Gegara Bantuan Be Celeng Rp2 juta, Kaling se-Badung “Stres”

Badung, PancarPOS | Kebijakan bantuan hari raya sebesar Rp2 juta yang awal rencana untuk membantu pembelian be celeng atau babi dari Pemerintah Kabupaten Badung yang seharusnya menjadi angin segar bagi warga kurang mampu justru memicu kebingungan di tingkat kepala lingkungan (Kaling). Para Kaling se-Badung kini “inguh” alias stres atau pusing tujuh keliling lantaran aturan penerimaan bantuan tidak berlaku untuk semua warga yang memiliki kartu keluarga (KK) Badung.
Seorang Kaling di Kuta Selatan, yang enggan disebutkan namanya, mengungkapkan bahwa grup komunikasi para Kaling kini riuh oleh keluhan dan diskusi sengit soal kebijakan ini. “Nu uyut di grup, karena suratnya tidak semua warga ber-KK Badung dapat. Engken kaden kal ne Kalinge bingung baane ane cen baang, ane cen sing baang,” ujarnya. Artinya, banyak Kaling kebingungan menentukan siapa yang berhak dan siapa yang tidak mendapat bantuan, karena aturan yang ada menimbulkan kebimbangan di lapangan.

Kebijakan yang mulai diterapkan tahun 2025 ini bertujuan membantu warga kurang mampu merayakan hari raya dengan lebih layak. Bantuan diberikan menjelang Hari Raya Galungan, Idul Fitri, Natal, Waisak, dan Imlek, sebagai bentuk dukungan pemerintah terhadap keberagaman agama dan tradisi di Badung. Di sisi lain, Sekda Badung, Ida Bagus Surya Suamba, menegaskan bahwa kebijakan ini dirancang dengan pertimbangan matang agar tepat sasaran.
“Kami ingin memastikan bahwa bantuan ini benar-benar diterima oleh mereka yang membutuhkan, bukan mereka yang mampu,” katanya dalam sebuah pernyataan resmi. Namun, di lapangan, realitas tak semudah yang dibayangkan. Para Kaling dihadapkan pada dilema besar. Mereka yang tidak masuk dalam daftar penerima mulai mempertanyakan keputusan ini.

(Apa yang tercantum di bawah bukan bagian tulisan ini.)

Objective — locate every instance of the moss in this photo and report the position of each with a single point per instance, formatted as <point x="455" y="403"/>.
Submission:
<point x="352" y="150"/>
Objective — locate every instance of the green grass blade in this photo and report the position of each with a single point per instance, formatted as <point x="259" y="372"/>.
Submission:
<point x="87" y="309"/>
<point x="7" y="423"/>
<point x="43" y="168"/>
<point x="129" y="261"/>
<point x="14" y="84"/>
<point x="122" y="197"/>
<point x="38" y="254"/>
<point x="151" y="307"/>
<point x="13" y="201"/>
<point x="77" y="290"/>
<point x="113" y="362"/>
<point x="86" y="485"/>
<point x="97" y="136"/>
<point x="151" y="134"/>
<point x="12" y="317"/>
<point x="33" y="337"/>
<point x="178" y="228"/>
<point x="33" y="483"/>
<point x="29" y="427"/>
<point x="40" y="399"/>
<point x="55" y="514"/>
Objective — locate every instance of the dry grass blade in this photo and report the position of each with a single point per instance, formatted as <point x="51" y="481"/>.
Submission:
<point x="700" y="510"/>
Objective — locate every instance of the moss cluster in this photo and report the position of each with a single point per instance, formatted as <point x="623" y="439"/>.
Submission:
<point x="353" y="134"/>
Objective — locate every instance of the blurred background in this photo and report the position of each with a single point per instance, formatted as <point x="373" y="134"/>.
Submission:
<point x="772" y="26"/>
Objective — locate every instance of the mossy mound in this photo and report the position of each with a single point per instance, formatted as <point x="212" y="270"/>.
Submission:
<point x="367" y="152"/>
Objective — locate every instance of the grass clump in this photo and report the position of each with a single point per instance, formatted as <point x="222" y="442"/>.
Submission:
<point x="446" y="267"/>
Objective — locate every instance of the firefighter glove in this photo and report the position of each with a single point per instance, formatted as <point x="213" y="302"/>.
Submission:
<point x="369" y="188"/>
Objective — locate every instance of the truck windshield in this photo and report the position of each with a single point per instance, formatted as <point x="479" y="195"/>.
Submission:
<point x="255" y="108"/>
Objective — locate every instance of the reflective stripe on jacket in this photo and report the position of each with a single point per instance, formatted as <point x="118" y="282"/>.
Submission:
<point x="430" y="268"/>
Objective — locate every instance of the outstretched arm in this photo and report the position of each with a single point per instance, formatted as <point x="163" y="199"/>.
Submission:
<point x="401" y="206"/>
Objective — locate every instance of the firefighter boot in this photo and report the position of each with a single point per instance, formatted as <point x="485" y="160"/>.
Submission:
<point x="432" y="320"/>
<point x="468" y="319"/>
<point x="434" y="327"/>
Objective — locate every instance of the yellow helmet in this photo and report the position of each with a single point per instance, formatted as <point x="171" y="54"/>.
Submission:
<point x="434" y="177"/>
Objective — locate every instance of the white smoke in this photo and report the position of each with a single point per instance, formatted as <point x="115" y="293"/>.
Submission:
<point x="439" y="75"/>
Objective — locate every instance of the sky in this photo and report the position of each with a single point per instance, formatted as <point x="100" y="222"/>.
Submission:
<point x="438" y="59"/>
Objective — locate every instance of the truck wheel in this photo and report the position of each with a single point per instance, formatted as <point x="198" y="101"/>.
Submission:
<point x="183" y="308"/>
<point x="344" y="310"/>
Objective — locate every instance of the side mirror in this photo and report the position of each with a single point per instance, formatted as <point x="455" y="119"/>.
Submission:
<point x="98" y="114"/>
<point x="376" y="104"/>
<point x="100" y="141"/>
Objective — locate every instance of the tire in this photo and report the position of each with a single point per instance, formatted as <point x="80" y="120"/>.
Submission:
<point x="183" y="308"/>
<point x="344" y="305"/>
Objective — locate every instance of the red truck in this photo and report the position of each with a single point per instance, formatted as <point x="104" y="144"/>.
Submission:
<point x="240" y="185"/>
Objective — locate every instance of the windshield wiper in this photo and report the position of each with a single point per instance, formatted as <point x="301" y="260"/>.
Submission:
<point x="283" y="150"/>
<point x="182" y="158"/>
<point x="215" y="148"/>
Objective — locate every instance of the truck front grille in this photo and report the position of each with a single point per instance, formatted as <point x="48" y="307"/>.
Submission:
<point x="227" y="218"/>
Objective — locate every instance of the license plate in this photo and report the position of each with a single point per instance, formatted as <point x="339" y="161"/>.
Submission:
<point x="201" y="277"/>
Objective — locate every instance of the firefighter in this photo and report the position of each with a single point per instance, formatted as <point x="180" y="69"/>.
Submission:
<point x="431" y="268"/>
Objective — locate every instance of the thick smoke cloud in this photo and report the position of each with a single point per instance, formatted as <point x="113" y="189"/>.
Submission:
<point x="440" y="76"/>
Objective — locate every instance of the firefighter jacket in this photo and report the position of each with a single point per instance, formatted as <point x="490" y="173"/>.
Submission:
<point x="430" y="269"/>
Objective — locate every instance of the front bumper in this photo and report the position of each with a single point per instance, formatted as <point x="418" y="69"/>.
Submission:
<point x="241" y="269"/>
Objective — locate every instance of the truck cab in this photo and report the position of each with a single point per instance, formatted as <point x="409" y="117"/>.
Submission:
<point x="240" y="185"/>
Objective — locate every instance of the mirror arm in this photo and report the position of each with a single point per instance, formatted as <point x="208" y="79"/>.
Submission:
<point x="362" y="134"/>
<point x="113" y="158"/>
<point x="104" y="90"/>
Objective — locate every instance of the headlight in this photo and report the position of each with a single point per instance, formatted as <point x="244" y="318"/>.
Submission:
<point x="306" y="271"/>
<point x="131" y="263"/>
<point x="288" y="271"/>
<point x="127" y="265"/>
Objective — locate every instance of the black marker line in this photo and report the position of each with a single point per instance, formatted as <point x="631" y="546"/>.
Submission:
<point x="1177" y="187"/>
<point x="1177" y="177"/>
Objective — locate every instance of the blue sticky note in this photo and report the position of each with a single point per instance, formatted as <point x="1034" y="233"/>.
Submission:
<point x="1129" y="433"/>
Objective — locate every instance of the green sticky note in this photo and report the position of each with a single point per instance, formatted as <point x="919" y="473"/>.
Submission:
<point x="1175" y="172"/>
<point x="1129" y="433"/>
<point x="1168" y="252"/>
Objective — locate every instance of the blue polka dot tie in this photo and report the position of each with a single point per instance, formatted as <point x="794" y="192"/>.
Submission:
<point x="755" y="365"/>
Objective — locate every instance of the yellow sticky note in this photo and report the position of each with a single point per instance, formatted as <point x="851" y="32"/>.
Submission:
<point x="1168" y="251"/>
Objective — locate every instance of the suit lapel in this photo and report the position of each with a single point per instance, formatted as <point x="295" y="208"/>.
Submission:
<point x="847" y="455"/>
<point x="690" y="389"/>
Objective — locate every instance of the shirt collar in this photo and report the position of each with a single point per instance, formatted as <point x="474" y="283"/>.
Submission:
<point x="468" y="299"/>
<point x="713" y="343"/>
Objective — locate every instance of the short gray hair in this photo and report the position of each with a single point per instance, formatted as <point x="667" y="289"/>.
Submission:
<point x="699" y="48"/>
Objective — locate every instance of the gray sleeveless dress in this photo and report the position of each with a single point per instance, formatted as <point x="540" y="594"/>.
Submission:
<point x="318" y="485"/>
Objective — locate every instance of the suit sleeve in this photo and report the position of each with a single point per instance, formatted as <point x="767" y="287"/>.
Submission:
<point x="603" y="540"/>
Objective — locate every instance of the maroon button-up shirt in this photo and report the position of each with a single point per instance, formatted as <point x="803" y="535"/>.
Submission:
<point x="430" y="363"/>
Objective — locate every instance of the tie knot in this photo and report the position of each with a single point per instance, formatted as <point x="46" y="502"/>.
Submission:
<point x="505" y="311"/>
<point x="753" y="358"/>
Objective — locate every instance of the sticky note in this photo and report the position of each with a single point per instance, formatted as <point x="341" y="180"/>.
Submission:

Sejumlah warga yang mengaku kesulitan ekonomi justru tak memenuhi kriteria, sementara ada yang merasa lebih mampu tapi tetap terdaftar dalam Data Terpadu Kesejahteraan Sosial (DTKS).

“Kami hanya menjalankan aturan, tapi saat warga bertanya kenapa dia tidak dapat, sementara tetangganya yang sama-sama susah dapat, kami yang disalahkan,” keluhnya. Penerima bantuan ini harus memenuhi sejumlah persyaratan ketat:
- Berstatus sebagai warga Kabupaten Badung dan menetap minimal lima tahun.
- Berpenghasilan maksimal Rp5 juta per bulan.
- Tidak berstatus ASN, TNI, Polri, atau pensiunan dari profesi tersebut.
- Memiliki tanggungan minimal satu anggota keluarga dalam KK.
- Terdaftar dalam DTKS atau masuk kategori rentan miskin.
Pendataan penerima harus diselesaikan dalam waktu singkat, yaitu hingga 10 Maret 2025 di tingkat dusun/lingkungan, 14 Maret 2025 di tingkat desa/kelurahan, dan hasil akhirnya wajib diterima Dinas Sosial Kabupaten Badung paling lambat 18 Maret 2025. Bantuan akan disalurkan secara non-tunai melalui rekening Bank Pembangunan Daerah Bali. Oleh karena itu, penerima wajib menyerahkan fotokopi KTP dan KK untuk pembukaan rekening.
Meski tampak sistematis di atas kertas, di lapangan justru muncul banyak pertanyaan. Bagaimana dengan warga yang baru menetap empat tahun dan sangat membutuhkan bantuan? Bagaimana dengan mereka yang berpenghasilan sedikit di atas Rp5 juta tetapi harus menghidupi banyak anggota keluarga? Seorang ibu rumah tangga di Abiansemal, yang suaminya hanya bekerja serabutan dengan pendapatan tidak menentu, mengaku sedih karena keluarganya dikabarkan tidak masuk dalam daftar penerima bantuan.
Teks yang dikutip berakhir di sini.